From a Young diagram we can build an irreducible complex representation for the symmetric group. It turns out that they are all dinite dimensional and that every other representation of $S_n$ is isomorphic to one constructed via a Young diagram.
So in particular, there are really no infinite dimensional irreducible complex representations of $S_n$?
On
You can prove stronger statement: every complex irreducible representation of a compact group is finite dimensional. Since finite group is compact, the statement for finite group follows. Here is a good reference for the subject: https://en.wikipedia.org/wiki/Compact_group
Perhaps I should make my comment into an answer.
Let $\rho$ be any representation of any finite group $G$ over any field $K$, and suppose that the representation is acting on the (nonzero) vector space $V$.
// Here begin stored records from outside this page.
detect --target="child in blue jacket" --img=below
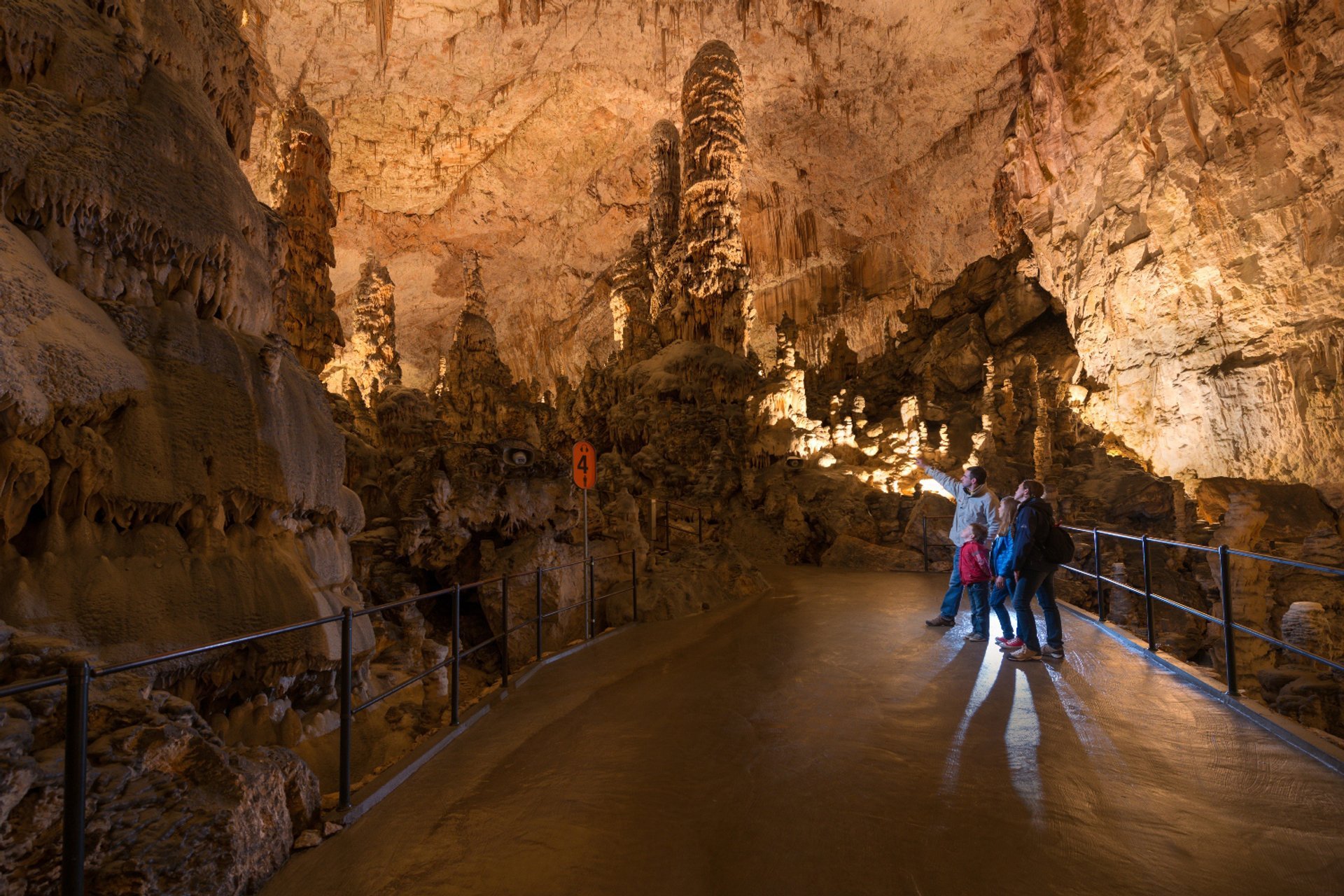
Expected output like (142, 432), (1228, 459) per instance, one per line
(989, 497), (1017, 643)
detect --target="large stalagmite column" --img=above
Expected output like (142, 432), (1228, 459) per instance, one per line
(648, 118), (681, 318)
(678, 41), (751, 355)
(345, 253), (402, 391)
(257, 94), (344, 372)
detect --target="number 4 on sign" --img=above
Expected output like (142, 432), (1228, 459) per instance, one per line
(574, 442), (596, 489)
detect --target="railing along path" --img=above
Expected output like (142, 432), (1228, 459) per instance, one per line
(922, 516), (1344, 697)
(0, 540), (661, 896)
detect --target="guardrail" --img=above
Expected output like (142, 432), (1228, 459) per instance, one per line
(923, 516), (1344, 697)
(593, 489), (704, 551)
(1059, 525), (1344, 697)
(0, 551), (640, 896)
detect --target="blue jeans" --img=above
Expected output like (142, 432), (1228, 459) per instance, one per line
(966, 582), (989, 638)
(985, 578), (1012, 638)
(1012, 564), (1065, 653)
(941, 545), (965, 620)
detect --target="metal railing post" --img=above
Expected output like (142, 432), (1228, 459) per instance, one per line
(1093, 526), (1106, 622)
(336, 607), (355, 808)
(536, 567), (545, 662)
(919, 516), (929, 573)
(1142, 533), (1157, 652)
(583, 557), (596, 638)
(60, 659), (89, 896)
(453, 584), (462, 725)
(500, 573), (510, 688)
(1218, 544), (1242, 697)
(630, 551), (640, 622)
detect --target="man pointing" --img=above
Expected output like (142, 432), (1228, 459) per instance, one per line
(916, 459), (999, 626)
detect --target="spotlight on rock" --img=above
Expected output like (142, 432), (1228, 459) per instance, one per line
(495, 440), (536, 469)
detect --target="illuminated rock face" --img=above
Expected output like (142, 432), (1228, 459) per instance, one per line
(647, 118), (681, 320)
(1004, 3), (1344, 485)
(244, 0), (1344, 491)
(323, 253), (402, 396)
(677, 41), (751, 355)
(253, 94), (344, 373)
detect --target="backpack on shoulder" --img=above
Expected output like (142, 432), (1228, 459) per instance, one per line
(1040, 523), (1074, 563)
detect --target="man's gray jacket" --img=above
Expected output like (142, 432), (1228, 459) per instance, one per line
(929, 468), (999, 548)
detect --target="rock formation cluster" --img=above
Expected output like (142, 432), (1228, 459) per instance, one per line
(0, 0), (1344, 895)
(251, 94), (344, 372)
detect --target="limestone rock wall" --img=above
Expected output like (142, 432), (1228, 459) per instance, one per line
(677, 41), (751, 354)
(1004, 1), (1344, 485)
(0, 0), (367, 680)
(244, 0), (1035, 387)
(323, 253), (402, 396)
(251, 94), (344, 373)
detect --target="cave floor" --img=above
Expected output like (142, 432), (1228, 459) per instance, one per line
(263, 568), (1344, 896)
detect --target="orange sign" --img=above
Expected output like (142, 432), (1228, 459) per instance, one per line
(574, 442), (596, 489)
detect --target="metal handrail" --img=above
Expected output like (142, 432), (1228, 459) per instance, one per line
(0, 550), (640, 896)
(923, 517), (1344, 697)
(593, 489), (704, 551)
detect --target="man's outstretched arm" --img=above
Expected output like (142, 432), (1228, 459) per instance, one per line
(916, 458), (961, 500)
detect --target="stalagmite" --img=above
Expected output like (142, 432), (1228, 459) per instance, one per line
(676, 41), (752, 355)
(258, 92), (344, 373)
(330, 251), (402, 395)
(647, 118), (681, 320)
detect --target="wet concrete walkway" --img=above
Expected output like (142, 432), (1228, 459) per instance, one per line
(263, 568), (1344, 896)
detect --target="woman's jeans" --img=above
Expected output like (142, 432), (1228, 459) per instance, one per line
(983, 578), (1012, 638)
(1012, 563), (1065, 653)
(966, 582), (1007, 638)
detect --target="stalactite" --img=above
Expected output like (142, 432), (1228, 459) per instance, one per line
(258, 94), (344, 373)
(462, 248), (485, 317)
(328, 251), (402, 395)
(364, 0), (392, 64)
(676, 41), (752, 355)
(648, 118), (681, 320)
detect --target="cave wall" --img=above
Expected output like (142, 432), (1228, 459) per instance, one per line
(0, 0), (368, 666)
(996, 1), (1344, 486)
(242, 0), (1033, 387)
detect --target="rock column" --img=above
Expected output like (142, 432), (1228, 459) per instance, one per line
(676, 41), (751, 355)
(648, 118), (681, 320)
(349, 253), (402, 391)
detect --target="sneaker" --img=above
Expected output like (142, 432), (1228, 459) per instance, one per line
(1008, 648), (1040, 662)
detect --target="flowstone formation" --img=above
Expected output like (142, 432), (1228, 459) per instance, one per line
(0, 0), (372, 895)
(323, 251), (402, 398)
(672, 41), (751, 355)
(251, 92), (345, 373)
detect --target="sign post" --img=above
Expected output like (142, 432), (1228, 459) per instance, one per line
(574, 442), (596, 629)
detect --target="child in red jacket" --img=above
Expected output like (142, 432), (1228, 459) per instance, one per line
(957, 523), (995, 640)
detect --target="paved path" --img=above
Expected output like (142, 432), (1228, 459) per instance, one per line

Choose any nonzero vector $v \in V$. Then it is straightforward to check that the subspace of $G$ spanned by the vectors $\{ \rho(g)(v) : g \in G \}$ is invariant under the action of $G$ (that's because $G$ permutes the elements of the spanning set). So if the representation is irreducible then it has degree at most $|G|$.
You can go a little further, because if this space has dimension exactly $|G|$, then the spanning set forms a basis, and it has a proper $G$-invariant subspace of codimension $1$, consisting of those vectors for which the coefficient sum is $0$. So any irreducible representation of $G$ has degree at most $|G|-1$.
This bound is attained for example for cyclic groups of prime order $p$ over finite fields of order $q$ such that the multiplicative order of $q$ mod $p$ is $p-1$.